At 21:22 11th Oct 2008, rahere wrote:The more we wriggle within the existing concepts, the more credibility we lose. The IMF thinks we're on the edge of terminal meltdown, if so, then the rulebook's out the window on a Mugabe scale.
There's firstly, as always, the evidence of the old diplomatic adage of letting someone else have your way, which in this instance means they pick up your bill. The worst offender here is, of course, the World Bank, whose role in this crisis has been remarkably silent.
Then, secondly, it's arguable that politics as a whole is discredited - the average Tom, Dick or Harry was happy to leave politicians to their sand-castles as long as they didn't affect him. Now that it does, then he perceives them as having failed. What their vengance may be will be interesting; I'd be watching the emigration figures like a hawk.
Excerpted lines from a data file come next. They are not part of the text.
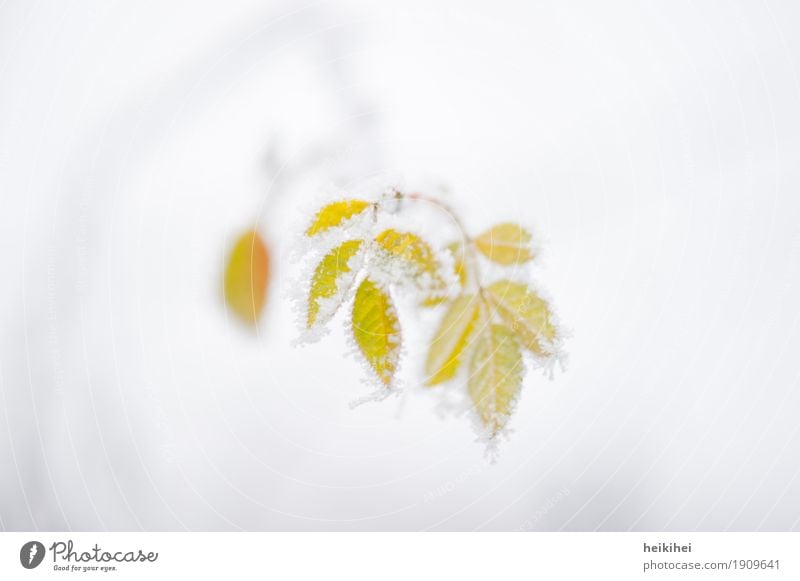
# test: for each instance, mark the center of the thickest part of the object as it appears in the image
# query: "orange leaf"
(247, 276)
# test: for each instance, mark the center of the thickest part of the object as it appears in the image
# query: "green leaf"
(505, 244)
(495, 376)
(332, 276)
(335, 214)
(447, 346)
(376, 330)
(526, 313)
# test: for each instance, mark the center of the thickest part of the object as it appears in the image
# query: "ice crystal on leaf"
(485, 326)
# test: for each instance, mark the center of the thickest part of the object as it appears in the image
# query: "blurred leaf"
(495, 376)
(377, 330)
(447, 346)
(335, 214)
(332, 275)
(526, 313)
(505, 244)
(247, 276)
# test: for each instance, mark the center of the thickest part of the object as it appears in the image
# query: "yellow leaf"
(447, 346)
(376, 329)
(459, 261)
(416, 253)
(526, 313)
(439, 295)
(506, 244)
(335, 214)
(495, 376)
(246, 276)
(333, 275)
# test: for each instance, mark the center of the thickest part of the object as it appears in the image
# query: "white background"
(652, 146)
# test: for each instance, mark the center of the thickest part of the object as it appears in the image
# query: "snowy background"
(653, 146)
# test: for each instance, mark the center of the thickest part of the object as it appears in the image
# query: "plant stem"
(468, 248)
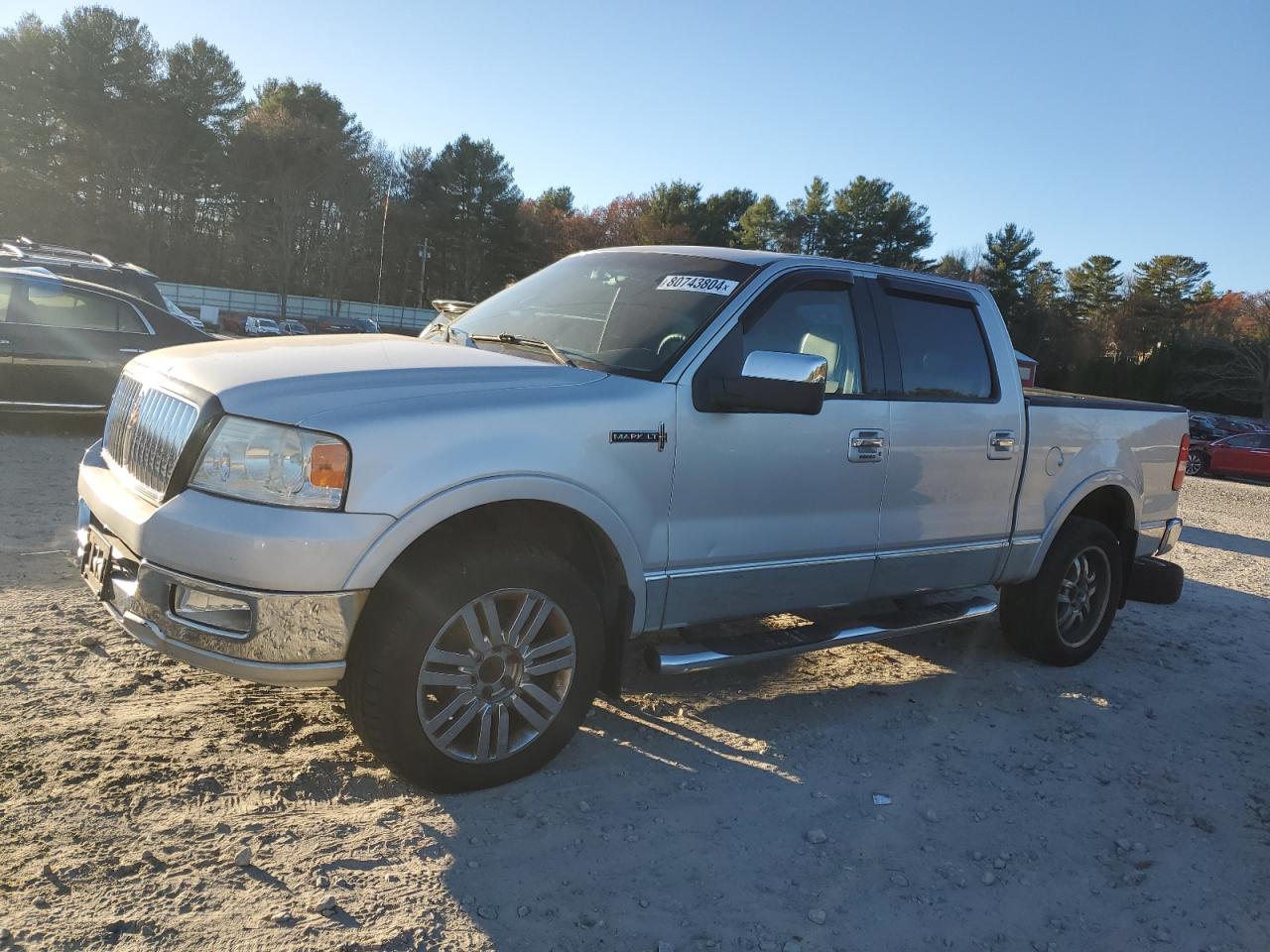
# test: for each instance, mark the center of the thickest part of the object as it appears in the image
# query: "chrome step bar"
(706, 654)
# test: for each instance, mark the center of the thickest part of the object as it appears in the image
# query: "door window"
(813, 317)
(943, 354)
(50, 304)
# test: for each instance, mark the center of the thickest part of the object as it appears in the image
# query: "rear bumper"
(294, 639)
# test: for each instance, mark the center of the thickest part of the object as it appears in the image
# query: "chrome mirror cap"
(794, 368)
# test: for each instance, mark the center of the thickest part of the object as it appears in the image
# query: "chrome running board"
(725, 652)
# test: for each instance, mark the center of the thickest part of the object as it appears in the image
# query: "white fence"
(193, 298)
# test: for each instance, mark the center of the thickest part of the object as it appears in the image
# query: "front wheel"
(476, 669)
(1062, 616)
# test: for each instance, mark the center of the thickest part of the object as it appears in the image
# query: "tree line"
(160, 157)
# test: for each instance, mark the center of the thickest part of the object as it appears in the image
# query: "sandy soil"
(1120, 805)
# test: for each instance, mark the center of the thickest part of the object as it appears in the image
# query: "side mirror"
(774, 382)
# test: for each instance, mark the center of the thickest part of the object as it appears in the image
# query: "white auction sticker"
(689, 282)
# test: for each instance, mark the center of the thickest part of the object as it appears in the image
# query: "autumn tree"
(1097, 294)
(761, 226)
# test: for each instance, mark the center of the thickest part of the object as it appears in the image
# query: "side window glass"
(813, 318)
(51, 306)
(942, 349)
(128, 320)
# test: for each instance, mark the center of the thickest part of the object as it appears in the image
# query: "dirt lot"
(1119, 805)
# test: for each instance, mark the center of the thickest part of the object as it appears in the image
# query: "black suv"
(85, 266)
(64, 340)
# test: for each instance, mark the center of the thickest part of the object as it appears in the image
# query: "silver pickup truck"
(462, 534)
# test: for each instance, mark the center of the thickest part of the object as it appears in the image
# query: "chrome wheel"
(1082, 595)
(495, 675)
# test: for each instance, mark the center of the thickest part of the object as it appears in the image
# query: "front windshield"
(630, 311)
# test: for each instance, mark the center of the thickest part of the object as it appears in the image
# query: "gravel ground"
(1120, 805)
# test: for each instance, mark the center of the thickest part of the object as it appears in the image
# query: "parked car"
(461, 537)
(64, 341)
(1242, 454)
(175, 309)
(261, 327)
(84, 266)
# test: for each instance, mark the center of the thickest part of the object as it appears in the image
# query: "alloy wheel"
(495, 675)
(1082, 595)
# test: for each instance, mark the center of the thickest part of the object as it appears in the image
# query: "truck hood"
(291, 379)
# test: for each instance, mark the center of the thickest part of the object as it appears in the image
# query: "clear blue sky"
(1121, 128)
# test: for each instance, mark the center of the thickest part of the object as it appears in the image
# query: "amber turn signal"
(327, 466)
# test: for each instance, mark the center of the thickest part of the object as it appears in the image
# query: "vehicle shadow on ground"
(1225, 540)
(721, 763)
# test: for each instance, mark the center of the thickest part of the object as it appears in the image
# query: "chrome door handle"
(866, 445)
(1002, 444)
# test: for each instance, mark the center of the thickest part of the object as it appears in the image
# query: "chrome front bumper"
(294, 639)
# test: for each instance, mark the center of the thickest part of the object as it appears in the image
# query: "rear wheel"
(1197, 463)
(472, 671)
(1062, 616)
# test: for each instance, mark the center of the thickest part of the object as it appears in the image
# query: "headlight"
(266, 462)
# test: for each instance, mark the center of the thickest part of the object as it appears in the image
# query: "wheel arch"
(576, 524)
(1106, 497)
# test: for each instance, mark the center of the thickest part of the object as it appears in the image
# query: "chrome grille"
(145, 431)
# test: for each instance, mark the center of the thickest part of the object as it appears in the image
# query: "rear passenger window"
(943, 353)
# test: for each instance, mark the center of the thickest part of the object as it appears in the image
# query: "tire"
(1156, 581)
(1032, 612)
(408, 685)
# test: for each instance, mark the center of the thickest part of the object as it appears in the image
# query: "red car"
(1243, 454)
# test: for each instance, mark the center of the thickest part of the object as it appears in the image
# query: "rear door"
(1247, 454)
(955, 439)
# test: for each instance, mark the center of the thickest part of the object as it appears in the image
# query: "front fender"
(499, 489)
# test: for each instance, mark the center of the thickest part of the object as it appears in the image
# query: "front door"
(955, 442)
(767, 511)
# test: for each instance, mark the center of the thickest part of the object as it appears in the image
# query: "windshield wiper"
(524, 341)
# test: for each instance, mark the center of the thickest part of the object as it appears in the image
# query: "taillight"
(1180, 472)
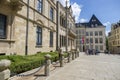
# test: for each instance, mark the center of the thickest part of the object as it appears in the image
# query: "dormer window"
(92, 25)
(96, 24)
(93, 20)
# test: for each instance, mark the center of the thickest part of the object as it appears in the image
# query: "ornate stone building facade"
(91, 35)
(65, 30)
(114, 39)
(27, 26)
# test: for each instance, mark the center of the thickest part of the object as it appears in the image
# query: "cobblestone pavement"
(93, 67)
(86, 67)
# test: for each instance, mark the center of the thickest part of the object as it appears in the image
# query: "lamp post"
(66, 26)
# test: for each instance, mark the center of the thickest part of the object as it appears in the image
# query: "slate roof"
(94, 22)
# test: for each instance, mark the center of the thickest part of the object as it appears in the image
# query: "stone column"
(47, 63)
(4, 71)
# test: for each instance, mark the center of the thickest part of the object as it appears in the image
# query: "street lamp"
(67, 25)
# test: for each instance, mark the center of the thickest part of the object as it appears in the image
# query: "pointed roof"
(94, 20)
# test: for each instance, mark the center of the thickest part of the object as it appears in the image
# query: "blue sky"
(107, 11)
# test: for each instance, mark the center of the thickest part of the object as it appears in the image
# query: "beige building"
(27, 26)
(91, 35)
(114, 39)
(65, 33)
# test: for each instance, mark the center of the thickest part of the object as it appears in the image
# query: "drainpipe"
(27, 27)
(66, 26)
(57, 28)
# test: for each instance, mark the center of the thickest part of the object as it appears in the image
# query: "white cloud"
(107, 24)
(83, 20)
(63, 2)
(75, 7)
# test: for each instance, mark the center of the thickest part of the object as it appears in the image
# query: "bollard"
(47, 63)
(73, 55)
(4, 71)
(69, 54)
(61, 58)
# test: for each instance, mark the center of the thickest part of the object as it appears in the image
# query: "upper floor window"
(87, 33)
(39, 5)
(91, 33)
(39, 35)
(51, 39)
(2, 26)
(96, 40)
(91, 40)
(51, 13)
(100, 33)
(101, 40)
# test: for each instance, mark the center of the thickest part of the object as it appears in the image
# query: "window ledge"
(38, 46)
(7, 40)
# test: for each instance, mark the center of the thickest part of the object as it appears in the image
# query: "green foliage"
(24, 63)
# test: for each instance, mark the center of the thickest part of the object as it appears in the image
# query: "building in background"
(63, 29)
(114, 39)
(91, 35)
(27, 26)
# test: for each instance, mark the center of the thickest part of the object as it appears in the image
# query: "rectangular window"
(101, 47)
(51, 13)
(39, 35)
(87, 40)
(39, 5)
(96, 33)
(96, 40)
(91, 40)
(100, 33)
(2, 26)
(101, 40)
(91, 33)
(96, 47)
(51, 39)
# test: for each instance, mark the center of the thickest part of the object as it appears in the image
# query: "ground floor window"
(2, 26)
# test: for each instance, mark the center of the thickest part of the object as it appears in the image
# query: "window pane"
(51, 13)
(100, 33)
(87, 33)
(96, 33)
(96, 40)
(91, 33)
(101, 40)
(51, 38)
(39, 5)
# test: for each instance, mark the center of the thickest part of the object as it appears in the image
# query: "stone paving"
(86, 67)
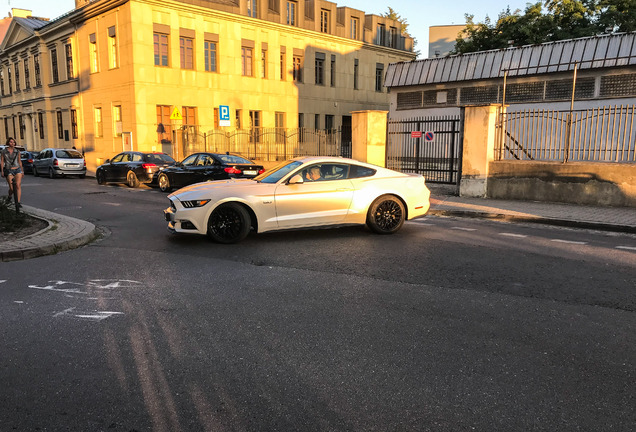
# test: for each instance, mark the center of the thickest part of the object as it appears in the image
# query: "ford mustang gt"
(299, 193)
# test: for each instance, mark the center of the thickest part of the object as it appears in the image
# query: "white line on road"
(567, 241)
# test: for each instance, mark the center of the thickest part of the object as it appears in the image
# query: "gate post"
(368, 136)
(478, 151)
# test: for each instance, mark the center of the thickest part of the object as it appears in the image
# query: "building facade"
(114, 74)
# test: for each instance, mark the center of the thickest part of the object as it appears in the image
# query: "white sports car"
(299, 193)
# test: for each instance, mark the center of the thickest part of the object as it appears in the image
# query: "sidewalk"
(66, 233)
(63, 233)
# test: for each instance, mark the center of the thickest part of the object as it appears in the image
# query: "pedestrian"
(11, 168)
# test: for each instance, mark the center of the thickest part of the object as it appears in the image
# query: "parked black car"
(132, 168)
(200, 167)
(27, 161)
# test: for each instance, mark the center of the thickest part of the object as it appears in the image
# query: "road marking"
(567, 241)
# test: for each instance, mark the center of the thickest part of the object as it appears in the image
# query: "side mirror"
(296, 179)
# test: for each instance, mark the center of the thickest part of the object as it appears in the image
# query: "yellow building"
(120, 74)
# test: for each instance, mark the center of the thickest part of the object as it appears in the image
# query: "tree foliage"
(547, 21)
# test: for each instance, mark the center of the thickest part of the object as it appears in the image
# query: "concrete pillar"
(368, 136)
(480, 134)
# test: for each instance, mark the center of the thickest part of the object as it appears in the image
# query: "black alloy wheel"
(386, 215)
(229, 223)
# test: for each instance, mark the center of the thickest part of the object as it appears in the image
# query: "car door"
(315, 203)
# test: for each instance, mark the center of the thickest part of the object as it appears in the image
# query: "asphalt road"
(449, 325)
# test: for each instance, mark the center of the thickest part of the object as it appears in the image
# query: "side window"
(189, 161)
(357, 171)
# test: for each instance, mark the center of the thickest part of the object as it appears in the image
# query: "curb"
(537, 220)
(63, 233)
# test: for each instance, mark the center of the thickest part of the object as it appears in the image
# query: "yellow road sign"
(176, 114)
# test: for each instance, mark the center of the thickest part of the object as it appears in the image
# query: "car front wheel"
(386, 215)
(229, 223)
(132, 180)
(164, 183)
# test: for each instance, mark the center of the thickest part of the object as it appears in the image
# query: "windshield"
(273, 175)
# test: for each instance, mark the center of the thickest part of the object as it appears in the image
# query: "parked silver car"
(59, 162)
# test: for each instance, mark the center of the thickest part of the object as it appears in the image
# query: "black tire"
(229, 223)
(164, 183)
(132, 180)
(386, 215)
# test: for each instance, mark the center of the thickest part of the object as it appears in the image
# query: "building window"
(10, 79)
(209, 49)
(21, 125)
(92, 46)
(186, 52)
(324, 20)
(113, 59)
(246, 58)
(263, 63)
(36, 68)
(329, 122)
(333, 70)
(74, 124)
(68, 49)
(164, 129)
(117, 125)
(355, 74)
(252, 8)
(291, 12)
(60, 125)
(27, 75)
(393, 37)
(40, 124)
(17, 76)
(298, 69)
(379, 76)
(161, 49)
(319, 69)
(99, 124)
(355, 24)
(190, 116)
(381, 35)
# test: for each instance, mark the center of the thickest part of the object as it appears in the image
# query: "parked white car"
(299, 193)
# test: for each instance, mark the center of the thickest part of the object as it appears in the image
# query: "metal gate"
(430, 146)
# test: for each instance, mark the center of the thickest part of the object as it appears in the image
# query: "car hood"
(232, 186)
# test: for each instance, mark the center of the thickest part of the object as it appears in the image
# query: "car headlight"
(194, 203)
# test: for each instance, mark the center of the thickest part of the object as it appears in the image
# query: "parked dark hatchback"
(27, 161)
(132, 168)
(200, 167)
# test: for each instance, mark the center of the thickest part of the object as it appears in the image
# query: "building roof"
(611, 50)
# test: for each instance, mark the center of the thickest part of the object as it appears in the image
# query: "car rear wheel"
(132, 180)
(164, 183)
(386, 215)
(229, 223)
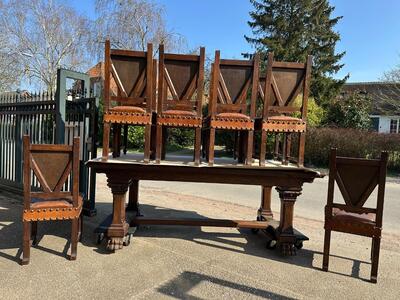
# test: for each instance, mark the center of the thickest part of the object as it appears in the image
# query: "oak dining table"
(124, 174)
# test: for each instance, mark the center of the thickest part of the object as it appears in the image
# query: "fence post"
(18, 146)
(60, 106)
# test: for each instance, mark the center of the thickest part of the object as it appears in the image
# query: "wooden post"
(265, 211)
(286, 237)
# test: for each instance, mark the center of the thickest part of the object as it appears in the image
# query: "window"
(375, 123)
(394, 125)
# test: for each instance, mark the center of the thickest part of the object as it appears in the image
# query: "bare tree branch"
(45, 35)
(131, 24)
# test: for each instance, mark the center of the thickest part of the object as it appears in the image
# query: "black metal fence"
(38, 115)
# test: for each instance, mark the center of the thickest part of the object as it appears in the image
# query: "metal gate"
(49, 119)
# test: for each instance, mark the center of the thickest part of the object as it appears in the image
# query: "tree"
(293, 29)
(131, 24)
(390, 92)
(350, 111)
(43, 36)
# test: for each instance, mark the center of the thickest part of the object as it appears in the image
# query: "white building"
(385, 98)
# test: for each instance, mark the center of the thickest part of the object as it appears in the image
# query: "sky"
(369, 30)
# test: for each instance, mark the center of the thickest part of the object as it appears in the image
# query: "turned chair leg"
(153, 140)
(164, 143)
(159, 144)
(284, 148)
(327, 242)
(288, 147)
(106, 140)
(302, 143)
(249, 147)
(26, 242)
(263, 147)
(147, 141)
(376, 244)
(197, 146)
(211, 142)
(276, 152)
(34, 233)
(116, 140)
(74, 238)
(80, 233)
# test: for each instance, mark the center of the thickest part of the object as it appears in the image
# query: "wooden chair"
(180, 96)
(129, 83)
(52, 165)
(283, 83)
(228, 107)
(356, 179)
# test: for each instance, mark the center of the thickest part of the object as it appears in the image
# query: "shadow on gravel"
(182, 287)
(255, 244)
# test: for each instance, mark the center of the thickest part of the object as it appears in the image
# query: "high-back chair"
(52, 165)
(357, 179)
(180, 96)
(232, 105)
(284, 81)
(128, 83)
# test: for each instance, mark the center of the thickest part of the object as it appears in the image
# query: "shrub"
(350, 111)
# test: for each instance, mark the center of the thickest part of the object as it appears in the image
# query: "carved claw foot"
(115, 244)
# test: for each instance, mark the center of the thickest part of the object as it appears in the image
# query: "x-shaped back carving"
(138, 83)
(51, 177)
(225, 91)
(356, 183)
(186, 94)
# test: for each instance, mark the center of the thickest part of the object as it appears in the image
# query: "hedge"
(352, 143)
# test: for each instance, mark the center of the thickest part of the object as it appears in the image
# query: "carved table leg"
(118, 229)
(133, 201)
(265, 212)
(285, 234)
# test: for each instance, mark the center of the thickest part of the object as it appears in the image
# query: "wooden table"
(124, 173)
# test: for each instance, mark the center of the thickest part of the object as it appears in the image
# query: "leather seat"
(284, 118)
(179, 113)
(130, 109)
(232, 115)
(37, 203)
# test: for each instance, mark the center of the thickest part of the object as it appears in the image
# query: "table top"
(224, 170)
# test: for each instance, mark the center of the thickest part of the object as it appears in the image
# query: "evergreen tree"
(293, 29)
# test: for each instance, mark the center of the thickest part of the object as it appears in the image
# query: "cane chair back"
(284, 81)
(128, 77)
(52, 165)
(232, 81)
(56, 168)
(357, 179)
(181, 78)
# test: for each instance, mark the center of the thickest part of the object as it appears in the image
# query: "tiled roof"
(385, 96)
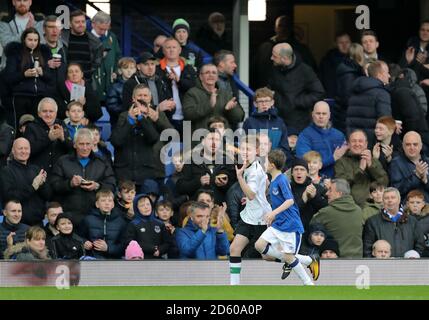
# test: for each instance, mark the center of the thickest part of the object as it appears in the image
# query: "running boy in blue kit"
(282, 239)
(253, 181)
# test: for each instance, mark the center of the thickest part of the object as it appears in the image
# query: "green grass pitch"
(219, 293)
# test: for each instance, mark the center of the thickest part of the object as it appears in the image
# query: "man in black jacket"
(296, 87)
(26, 183)
(46, 136)
(395, 226)
(77, 177)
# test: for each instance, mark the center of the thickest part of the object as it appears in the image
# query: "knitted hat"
(299, 162)
(134, 251)
(180, 24)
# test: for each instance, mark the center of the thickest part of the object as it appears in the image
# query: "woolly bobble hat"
(180, 24)
(133, 251)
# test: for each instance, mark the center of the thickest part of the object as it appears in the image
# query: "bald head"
(321, 114)
(21, 150)
(412, 145)
(282, 54)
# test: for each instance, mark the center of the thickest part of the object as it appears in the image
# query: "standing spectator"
(104, 228)
(58, 58)
(105, 74)
(27, 72)
(46, 136)
(82, 46)
(159, 87)
(296, 85)
(149, 232)
(309, 197)
(12, 230)
(76, 177)
(26, 183)
(342, 219)
(66, 245)
(321, 137)
(75, 76)
(199, 240)
(359, 168)
(284, 34)
(417, 207)
(409, 170)
(370, 100)
(179, 76)
(206, 99)
(331, 61)
(181, 31)
(212, 36)
(266, 118)
(209, 169)
(393, 225)
(114, 104)
(381, 249)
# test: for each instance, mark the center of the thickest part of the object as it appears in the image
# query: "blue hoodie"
(195, 244)
(277, 130)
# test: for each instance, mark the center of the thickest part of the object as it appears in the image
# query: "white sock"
(300, 271)
(234, 271)
(305, 260)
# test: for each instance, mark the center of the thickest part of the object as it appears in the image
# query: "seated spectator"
(312, 240)
(181, 31)
(77, 177)
(409, 170)
(26, 183)
(210, 168)
(89, 99)
(206, 100)
(12, 230)
(66, 245)
(347, 72)
(375, 201)
(99, 147)
(369, 101)
(53, 209)
(388, 145)
(329, 249)
(308, 196)
(199, 240)
(391, 222)
(34, 247)
(266, 118)
(417, 207)
(342, 219)
(149, 232)
(134, 251)
(212, 36)
(314, 162)
(359, 168)
(125, 197)
(164, 212)
(104, 228)
(381, 249)
(136, 140)
(27, 72)
(127, 67)
(46, 136)
(321, 137)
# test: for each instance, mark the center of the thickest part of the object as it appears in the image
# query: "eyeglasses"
(264, 101)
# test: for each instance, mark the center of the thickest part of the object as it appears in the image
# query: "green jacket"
(197, 108)
(348, 168)
(370, 209)
(103, 75)
(342, 219)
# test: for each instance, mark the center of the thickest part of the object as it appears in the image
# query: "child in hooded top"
(149, 232)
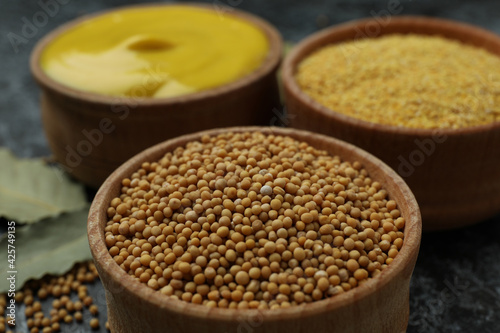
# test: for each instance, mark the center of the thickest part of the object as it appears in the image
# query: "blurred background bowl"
(120, 127)
(454, 173)
(379, 305)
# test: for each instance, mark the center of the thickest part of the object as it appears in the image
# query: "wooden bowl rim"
(304, 48)
(406, 256)
(270, 62)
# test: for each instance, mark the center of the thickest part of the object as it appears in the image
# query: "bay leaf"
(52, 246)
(31, 190)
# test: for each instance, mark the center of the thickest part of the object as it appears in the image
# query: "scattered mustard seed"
(405, 80)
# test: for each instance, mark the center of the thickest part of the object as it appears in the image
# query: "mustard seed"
(424, 82)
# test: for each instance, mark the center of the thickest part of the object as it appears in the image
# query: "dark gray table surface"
(456, 282)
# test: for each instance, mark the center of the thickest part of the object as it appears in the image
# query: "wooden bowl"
(379, 305)
(454, 174)
(92, 134)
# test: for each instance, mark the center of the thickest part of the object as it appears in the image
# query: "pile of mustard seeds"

Thirdly, there's still the question of cashflow. Where's the cash gone? Moreover, has anything been done to stop the haemorrage, and remove the cause of the harm? The first rule of crisis management is get rid of what's been doing the harm, BEFORE stabilising the situation - the governments have been doing the second without tackling the first, which means everything done so far's probably wasted - fortunately there's a difference between proposing a 700bn injection and actually doing it, we're probably only 10-20 bn in. It's surely time to clear out the sceptics by force - mass redundancies in the City will tend to concentrate minds wonderfully.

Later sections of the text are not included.